A majority of MEPs in the conservative-dominated chamber worried that requiring approval by the Council before warnings could be issued to a country would lead to back-room deals in which countries needing to reform their budgetary policies would be let off the hook.

In the end, a country warning will be issued if a vote in the Council is not taken within 10 days of a commission notice. If the Council decides to overturn the commission’s decision, they will now have to appear before the European Parliament and defend their rejection in public.

The chamber also won the right to request the presence of finance ministers from countries that have received a warning to a dressing down in the parliament.

The vote in the full sitting of the chamber however was close, as parties on the left voted against or abstained on some aspects of the package, believing there to be insufficient balance between market requirements and social needs.

The left however did win a victory via the parliament’s insistence that the commission consider not merely countries with high trade deficits, but also those running current-account surpluses.

Germany and the Netherlands have crowed that such imbalances result from their successful economic management and should not need investigation. However, some economists argue that the core of Europe has engaged in mercantilist policies that are the flip-side of heavy debts in the eurozone periphery and are every bit as dangerous.

The president of the parliament, conservative Polish MEP Jerzy Buzek cheered the result, declaring: "We have developed a powerful and resistant armour against any future crisis,"

Liberal MEP Sylvie Goulard, one of the deputies to shepherd the legislation through the house, said that the bloc needed to go further still in terms of economic integration.

“This is not the end of the story.  We will need to take further steps. But we have built a new system with this package today which will allow the EU institutions to work better together and will increase transparency,” she said.

The Socialists spokesman for economic affairs, Udo Bullmann, said that the vote today would have “drastic consequences” for European citizens.

“We think there exists another path out of the crisis.

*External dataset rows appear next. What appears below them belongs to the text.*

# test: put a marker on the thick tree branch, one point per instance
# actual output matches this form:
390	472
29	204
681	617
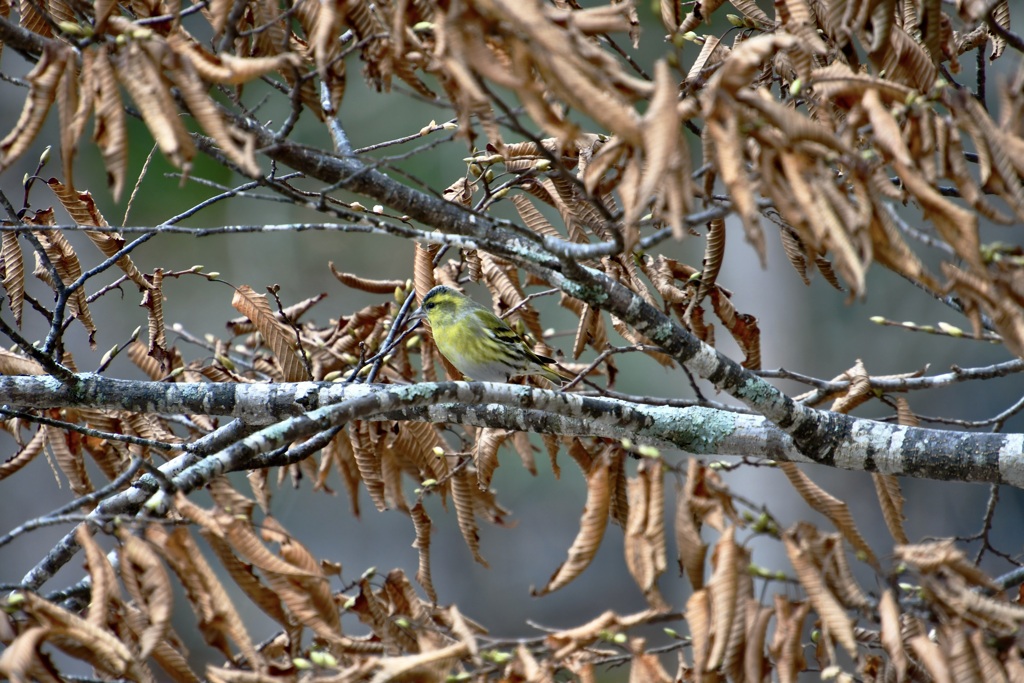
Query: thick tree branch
856	443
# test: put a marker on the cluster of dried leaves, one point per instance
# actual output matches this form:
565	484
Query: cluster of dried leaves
819	119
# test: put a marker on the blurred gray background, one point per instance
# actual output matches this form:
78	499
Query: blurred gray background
812	330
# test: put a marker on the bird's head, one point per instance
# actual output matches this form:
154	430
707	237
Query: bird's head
441	304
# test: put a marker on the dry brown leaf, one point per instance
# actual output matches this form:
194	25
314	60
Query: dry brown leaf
836	510
422	524
143	81
465	493
786	646
43	81
835	619
724	588
110	133
592	526
276	335
146	582
644	543
13	273
892	638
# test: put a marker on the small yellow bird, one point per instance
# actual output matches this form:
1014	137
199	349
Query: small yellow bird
481	345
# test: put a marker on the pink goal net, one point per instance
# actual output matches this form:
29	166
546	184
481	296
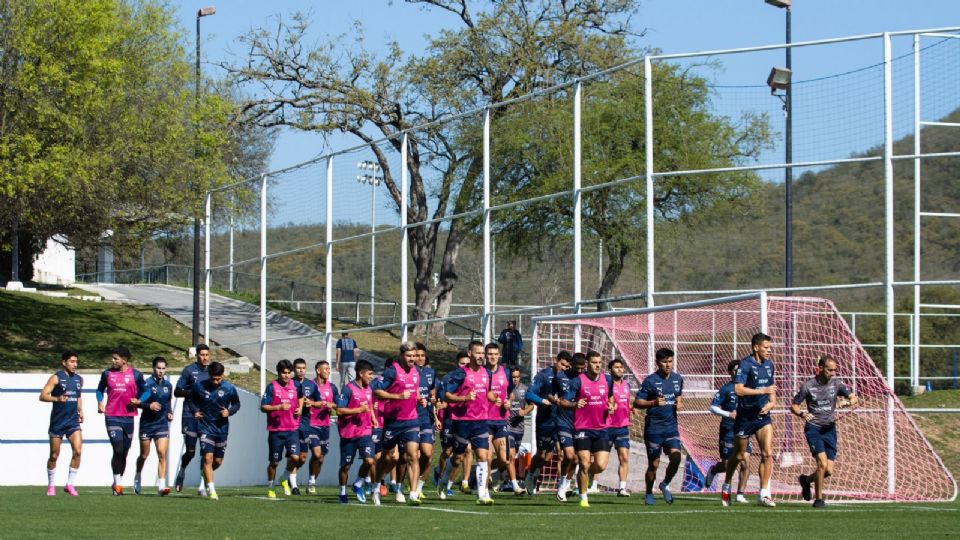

The reform is an austerity pact ... that leaves no margin of manoeuvre for EU states for intelligent spending and targeted investment.”

Some 78 civil society organisations including anti-poverty NGOs and trade unions issued an open letter on Wednesday denouncing the moves as anti-democratic.

“The proposals will enable EU institutions to make decisions on member states' budgets, economic policy priorities as well as on labour and social rights with little democratic debate, or accountability,” the signatories, including France’s CGT union, UK-based Tax Justice Network and Attac Denmark, to the letter said.